In today’s business landscape, one of the most critical roles of IT has become to manage the company’s ever-evolving list of software tools, particularly the ones that are now being offered as subscription services. But as the number of applications a company invests in continues to climb, managing the entire range of applications becomes more complex and time-consuming.
IT leaders with expanding software as a service (SaaS) portfolios need to feel confident that each app in their suite creates real business value. What’s more, they need an easy way to visualize their portfolio so that surprise renewals don’t catch them off-guard and they don’t end up paying for more than what they really need.
In a recent webinar, we spoke with Databricks’ Head of IT Mike Hamilton to learn how they keep a firm grip on their SaaS portfolio as they grow.
Q: How does a high growth company like Databricks approach software management, especially during a sudden shift to remote work?
Mike: Coming into Databricks from another high growth company, I was surprised to see just how much faster Databricks was growing. At the end of 2018, Databricks had around 300-400 people. Fast forward one year later and we’ve reached 1300+ employees (anywhere from 50-80 new hires every month).
With any growth, you’re going to have challenges, pandemic or no pandemic. For us, our growth has increased the need for process maturity that can help us function more like a well-oiled machine. We have more people depending on us for IT, and those processes can help to save us time, gain clarity into the software tools we really need vs. ones we don’t, and better serve other employees.
The pandemic was like hitting a wall. We were still doing well as a company, but we took this time to shore things up in IT and ensure we can continue to scale the business and mature our processes. We’ve gone from a Wild West-type startup with minimal processes to a point where you need to know whether your processes and metrics are adequately serving the business. And, being in a data company, you’re kind of expected to know the data on just about everything.
Q: How do you take a company’s IT from a Wild West frontier to one that’s smart, fast, and flexible?
Mike: The Wild West period of startups is where there isn’t really a formal purchase process. Engineering just kind of does its own thing. This means that teams are constantly buying new apps and add-on licenses. But for IT, we need to know how that spend is actually useful.

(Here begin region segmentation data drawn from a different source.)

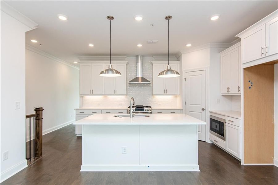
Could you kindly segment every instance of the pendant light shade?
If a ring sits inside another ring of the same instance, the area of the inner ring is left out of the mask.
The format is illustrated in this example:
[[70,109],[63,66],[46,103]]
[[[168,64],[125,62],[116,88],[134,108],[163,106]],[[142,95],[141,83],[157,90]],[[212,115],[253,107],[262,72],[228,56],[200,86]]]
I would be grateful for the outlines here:
[[104,69],[100,72],[99,76],[105,77],[117,77],[120,76],[122,74],[118,71],[114,69],[112,67],[111,64],[111,20],[114,19],[114,17],[111,15],[108,15],[106,17],[110,21],[110,63],[108,66],[108,69]]
[[172,16],[171,15],[167,15],[165,17],[165,19],[168,20],[168,65],[167,66],[166,69],[161,71],[158,74],[158,77],[160,78],[172,78],[177,77],[180,76],[178,72],[171,69],[171,66],[169,64],[169,20],[172,18]]

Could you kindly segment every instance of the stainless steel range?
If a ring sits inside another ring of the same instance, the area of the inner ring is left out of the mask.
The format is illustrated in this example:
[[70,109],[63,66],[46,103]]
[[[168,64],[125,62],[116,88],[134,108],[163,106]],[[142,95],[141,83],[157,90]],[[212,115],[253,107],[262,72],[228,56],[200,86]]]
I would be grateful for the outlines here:
[[[135,105],[132,106],[132,112],[135,113],[151,113],[151,106],[144,105]],[[130,106],[127,108],[127,113],[130,112]]]

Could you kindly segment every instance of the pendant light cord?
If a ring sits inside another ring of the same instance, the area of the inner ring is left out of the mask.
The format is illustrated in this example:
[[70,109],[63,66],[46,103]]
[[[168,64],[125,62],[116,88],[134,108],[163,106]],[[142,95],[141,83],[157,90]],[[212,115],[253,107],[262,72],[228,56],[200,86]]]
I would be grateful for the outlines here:
[[169,19],[168,19],[168,65],[169,65]]
[[111,64],[111,19],[110,19],[110,64]]

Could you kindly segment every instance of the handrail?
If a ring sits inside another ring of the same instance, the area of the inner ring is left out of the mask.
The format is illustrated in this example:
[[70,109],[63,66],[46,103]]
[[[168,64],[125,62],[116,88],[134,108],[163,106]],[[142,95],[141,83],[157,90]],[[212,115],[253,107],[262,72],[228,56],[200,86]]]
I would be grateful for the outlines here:
[[30,117],[36,117],[37,116],[38,116],[39,115],[39,113],[38,113],[37,114],[29,114],[28,115],[26,115],[26,119],[30,118]]

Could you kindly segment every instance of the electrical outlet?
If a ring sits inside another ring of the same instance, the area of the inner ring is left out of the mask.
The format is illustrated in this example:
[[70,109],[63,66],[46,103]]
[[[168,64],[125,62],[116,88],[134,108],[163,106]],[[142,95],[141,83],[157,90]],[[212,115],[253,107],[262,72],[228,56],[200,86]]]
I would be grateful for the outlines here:
[[122,146],[122,154],[127,154],[127,147]]
[[6,160],[9,158],[9,151],[6,151],[3,153],[3,160]]

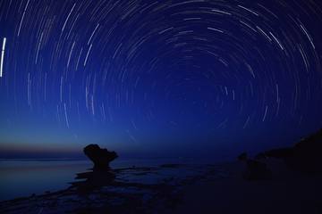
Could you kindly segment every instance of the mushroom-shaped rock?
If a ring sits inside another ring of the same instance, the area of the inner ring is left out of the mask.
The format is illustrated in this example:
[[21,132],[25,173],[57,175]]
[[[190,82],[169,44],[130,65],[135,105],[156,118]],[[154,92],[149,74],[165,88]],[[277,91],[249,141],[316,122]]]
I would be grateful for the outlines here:
[[96,169],[109,169],[109,163],[118,157],[115,152],[101,149],[97,144],[86,146],[84,153],[93,161]]

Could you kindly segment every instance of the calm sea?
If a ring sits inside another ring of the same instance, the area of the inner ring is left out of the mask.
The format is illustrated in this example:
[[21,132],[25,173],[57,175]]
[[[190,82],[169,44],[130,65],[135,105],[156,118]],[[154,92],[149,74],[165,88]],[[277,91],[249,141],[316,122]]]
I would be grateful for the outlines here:
[[[126,167],[153,167],[164,163],[187,163],[189,160],[118,159],[114,169]],[[75,174],[92,167],[89,160],[0,160],[0,201],[40,194],[68,187]]]

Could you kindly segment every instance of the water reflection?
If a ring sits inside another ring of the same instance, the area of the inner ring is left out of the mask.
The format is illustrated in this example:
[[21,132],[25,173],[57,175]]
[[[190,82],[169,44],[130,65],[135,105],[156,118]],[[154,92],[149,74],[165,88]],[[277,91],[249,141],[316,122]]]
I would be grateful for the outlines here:
[[76,180],[72,182],[79,194],[89,194],[103,186],[111,185],[115,179],[115,174],[111,169],[92,169],[91,171],[77,173]]

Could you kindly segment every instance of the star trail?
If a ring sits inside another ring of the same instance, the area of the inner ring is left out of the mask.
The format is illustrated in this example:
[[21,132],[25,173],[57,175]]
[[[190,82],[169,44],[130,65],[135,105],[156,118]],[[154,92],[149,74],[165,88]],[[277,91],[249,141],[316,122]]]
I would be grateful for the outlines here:
[[287,145],[322,127],[322,5],[0,3],[4,150]]

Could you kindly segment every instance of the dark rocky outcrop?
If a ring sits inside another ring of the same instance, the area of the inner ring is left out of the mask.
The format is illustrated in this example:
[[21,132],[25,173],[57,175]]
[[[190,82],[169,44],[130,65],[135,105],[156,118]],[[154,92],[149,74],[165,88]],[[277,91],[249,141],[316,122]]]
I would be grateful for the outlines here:
[[83,151],[86,156],[93,161],[96,169],[109,169],[109,163],[118,157],[115,152],[101,149],[97,144],[89,144]]
[[292,169],[305,173],[322,173],[322,129],[303,138],[292,147],[270,150],[258,158],[283,159]]

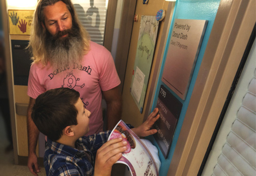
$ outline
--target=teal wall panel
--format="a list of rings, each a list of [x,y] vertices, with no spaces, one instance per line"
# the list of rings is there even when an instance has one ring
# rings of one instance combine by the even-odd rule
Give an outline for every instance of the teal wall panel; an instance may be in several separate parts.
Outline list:
[[[177,124],[176,130],[174,134],[173,139],[171,143],[169,156],[167,159],[163,157],[159,146],[153,137],[148,138],[156,145],[159,150],[159,157],[162,162],[160,170],[160,176],[166,176],[167,174],[170,164],[173,155],[174,150],[184,120],[187,107],[190,100],[190,98],[193,91],[196,77],[200,68],[205,48],[210,36],[212,26],[216,16],[216,14],[219,5],[220,0],[177,0],[176,2],[173,16],[172,22],[171,24],[170,30],[169,33],[169,37],[167,40],[167,44],[165,47],[165,52],[163,57],[163,61],[162,64],[161,71],[160,72],[159,78],[158,80],[156,91],[155,93],[155,97],[152,107],[152,110],[155,107],[160,87],[161,84],[163,84],[168,90],[175,96],[183,104],[182,109]],[[201,45],[201,47],[198,54],[197,60],[195,64],[194,69],[191,78],[190,84],[186,99],[183,100],[179,98],[174,92],[173,92],[169,87],[164,84],[161,81],[164,66],[164,62],[168,52],[169,45],[170,43],[171,32],[173,26],[173,23],[175,19],[185,19],[194,20],[208,20],[208,23],[204,37]]]

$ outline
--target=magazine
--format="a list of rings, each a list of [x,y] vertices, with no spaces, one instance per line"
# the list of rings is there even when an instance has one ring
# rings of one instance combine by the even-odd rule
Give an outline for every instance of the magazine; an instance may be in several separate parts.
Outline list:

The problem, however, is that if we are constantly buying and expanding, how do we make room for strategic investments? This “testing phase” can be great for innovation, but at some point, we need to shift to a scalable solution.
We look at everything from a data standpoint: we want to understand how SaaS products overlap each other, whether there’s redundancy in spend (especially when working in a tight startup budget), and how teams are using these products in different use cases. Our goal in IT is to provide a consultative point of view on which tools we should or shouldn’t be using.
Q: How did you decide on a solution to manage the SaaS sprawl?
Mike: When you’re growing as quickly as Databricks, doing nothing to manage the sprawl isn’t an option. The idea of using a spreadsheet was brought up, but that brought two major challenges: the effort it takes to create and manage the spreadsheet and gaining trust from the people it affects.
We didn’t want to find ourselves constantly redoing the spreadsheet and trying to prove why the numbers are accurate. We wanted more of a data-driven, technology-based approach that would illustrate the ROI and strategic value of our SaaS data. This approach would also help us scale better than a spreadsheet could.
Q: Cost savings are important, but that wasn’t the main driver in implementing a SaaS management tool. What took priority over cost?
Mike: Strategically building a method to address business productivity felt like a smarter way to think about this challenge compared to just cost savings. I know this is a burning question on most people’s minds, but I think it’s just as important to understand the longer-term impact on software decisions.
For example, you might have a department that buys a particular tool or platform. But how do you know they’re really using it? This is something I noticed with our Zoom calls during the early days of COVID. We were using Productiv at the time and I could see more people turning on video after we had conducted an engagement survey. This was something we could measure.
Another piece is being able to see how tools are being used and being able to forecast future needs and spending. I want to be able to have the right conversations with the right decision-makers regarding software usage, and not all decision-makers have cost as their top priority. I need to think about software in terms of their goals and priorities, whether it’s usage and adoption rates, the number of licenses, or something else.
Being able to have these conversations fosters trust in the line of business, especially if I can put data behind the conversations.
Final Thoughts from Databricks’ Mike Hamilton
The software-as-a-service model has created a number of benefits for users, including simplified buying cycles, rapid sign-ups, and hands-free renewals. But these benefits are often a bane to IT teams tasked with organizing and simplifying their suite of software tools.
For Databricks, Mike believes that combining short term, medium, and long term needs can help them drive better software solutions. “To start, we need to know what applications we have and how much they cost. From there, we can drive the adoption of the right tools. And when this happens, we can look for ways to create better outputs for the business with the tools we have or, if needed, we can bring in better options.”